By Jon Mettus
June 24, 2016
COTUIT — Mike Roberts knelt alone in the dirt in front of the Cotuit dugout with his hand resting on his knee and his face buried deep within his fingers. He ran his hands through his hair, he stared at the ground, he drowned himself in the darkness created by his palm.
But he didn’t look up — not for long. The game that was unfolding just a few feet in front of him wasn’t one that he wanted to see. Yet it’s played over and over again through just 12 games this season — eleven of which have been losses.
This last one, an 11-2 blowout by Falmouth at Lowell Park, brought Roberts to his knees.
“Noncompetitive,” Roberts said. “I’ve been doing this 44 years — coaching. Never, never had a team that was noncompetitive, but right now we’re noncompetitive in this league.

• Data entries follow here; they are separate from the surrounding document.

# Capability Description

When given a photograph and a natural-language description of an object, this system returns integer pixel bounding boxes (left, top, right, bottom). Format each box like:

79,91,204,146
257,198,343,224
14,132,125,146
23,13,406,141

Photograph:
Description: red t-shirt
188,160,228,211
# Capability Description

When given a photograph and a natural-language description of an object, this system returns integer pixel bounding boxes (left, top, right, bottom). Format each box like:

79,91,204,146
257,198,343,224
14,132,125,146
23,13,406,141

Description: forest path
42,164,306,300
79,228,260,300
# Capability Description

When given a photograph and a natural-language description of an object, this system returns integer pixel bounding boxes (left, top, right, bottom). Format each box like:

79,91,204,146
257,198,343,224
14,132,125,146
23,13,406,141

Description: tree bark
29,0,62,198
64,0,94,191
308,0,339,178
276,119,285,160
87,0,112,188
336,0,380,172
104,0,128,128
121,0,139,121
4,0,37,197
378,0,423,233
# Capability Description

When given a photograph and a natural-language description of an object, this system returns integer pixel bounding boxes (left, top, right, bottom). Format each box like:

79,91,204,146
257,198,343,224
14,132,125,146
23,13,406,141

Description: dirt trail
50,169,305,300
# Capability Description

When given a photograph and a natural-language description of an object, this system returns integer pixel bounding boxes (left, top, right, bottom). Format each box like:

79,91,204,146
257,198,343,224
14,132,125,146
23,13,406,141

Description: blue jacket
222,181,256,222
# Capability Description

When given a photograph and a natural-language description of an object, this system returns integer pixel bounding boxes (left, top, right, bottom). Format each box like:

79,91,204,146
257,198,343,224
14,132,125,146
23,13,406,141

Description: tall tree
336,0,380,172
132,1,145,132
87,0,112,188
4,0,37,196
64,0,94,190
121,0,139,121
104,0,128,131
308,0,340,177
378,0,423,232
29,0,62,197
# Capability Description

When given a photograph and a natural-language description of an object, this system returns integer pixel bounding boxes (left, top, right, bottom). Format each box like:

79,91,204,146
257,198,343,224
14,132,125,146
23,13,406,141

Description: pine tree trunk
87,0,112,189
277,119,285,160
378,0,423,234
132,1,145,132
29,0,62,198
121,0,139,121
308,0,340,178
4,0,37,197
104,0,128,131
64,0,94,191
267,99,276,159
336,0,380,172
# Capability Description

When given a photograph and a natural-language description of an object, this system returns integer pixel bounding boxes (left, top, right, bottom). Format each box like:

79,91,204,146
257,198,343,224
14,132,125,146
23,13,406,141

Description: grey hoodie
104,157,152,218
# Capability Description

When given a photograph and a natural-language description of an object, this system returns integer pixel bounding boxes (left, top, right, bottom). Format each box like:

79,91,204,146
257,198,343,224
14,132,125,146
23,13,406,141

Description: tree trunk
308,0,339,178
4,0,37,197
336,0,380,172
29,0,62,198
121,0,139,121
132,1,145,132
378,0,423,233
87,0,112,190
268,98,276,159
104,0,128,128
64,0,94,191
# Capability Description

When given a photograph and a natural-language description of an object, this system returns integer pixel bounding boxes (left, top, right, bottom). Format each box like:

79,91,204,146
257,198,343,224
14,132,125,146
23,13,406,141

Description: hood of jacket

“There’s a gap in the way the game is played between the other teams that we’ve seen … I’m blown away to be honest with you.”
The Kettleers have given up 22 more runs and 14 more walks than any other team, despite being on defense for the least amount of innings in the league. Cotuit (86) has surrendered 69 more runs than first place Harwich (16).
In the modern era of the Cape League dating back to 1963, no team has lost more than 36 games. Cotuit is barreling down the road to 40 loses with no signs of braking or a U-turn in sight.
“Long way to go,” Roberts said. “There’s just a gap and I’ve got to try to close the gap. We’ll keep trying to find that edge to close the gap.”
It starts with the mistakes.
Eddie Muhl (George Washington) hit a batter to load the bases in the third and a sacrifice fly plated the Commodores’ first run. Cotuit second baseman Alonzo Jones Jr. muffed a grounder into the outfield to start a seven-run seventh inning for Falmouth. The Kettleers haven’t even scored seven runs in a game all season.
The worst play of them all came in the fifth with a runner on second. One day removed from a nearly hour-long “reset” speech by Roberts centered around energy and effort — especially behind the plate — catcher Tim Susnara (Oregon) lazily trotted to a passed ball that skidded into the grass behind him. The runner on second took third easily and kept running home when pitcher Justin Hooper (UCLA) didn’t cover the plate.
“It breaks my heart that any player would loaf in any situation,” Roberts said. “… That should never happen.”
Even with assistant coach Nolan Clark calling pitches from the dugout — something Roberts has never resorted to in his 13 years with Cotuit and something he never had done for him when he was a catcher — the pitching didn’t improve.
Eight batters walked and four were hit with pitches. Cal Stevenson (Arizona), primarily an outfielder, was the only Cotuit pitcher to not do either of those things as he finished off the last two innings of the game.
“I despise it … and we don’t want to do it,” Roberts said. “But when you call pitches … you still have to be able to throw the ball where you call it and you have to be able to throw that pitch in a particular area.”
The team hardly meets after games anymore. That won’t fix it, Roberts says. But nothing else has worked either.
The team took a thousand grounders in practice today, Roberts said. There were still two botched plays in the infield.
His meeting on Wednesday to “reset” the team focused on each person outworking other players. Roberts would’ve given them no better than a “C”. But by the time he talked to the media, and the majority of the players had left, he hadn’t even bothered to circle a letter underneath “How the Kettleers play” written on the board in the dugout.
His late-night texts to the team serve as small glimpses of encouragement to an otherwise deadened squad.
“This is a first for me,” Robert said. “I have no excuses. … I just haven’t brought the right pieces together.”
This team and this season are proving to be tricky puzzles to solve.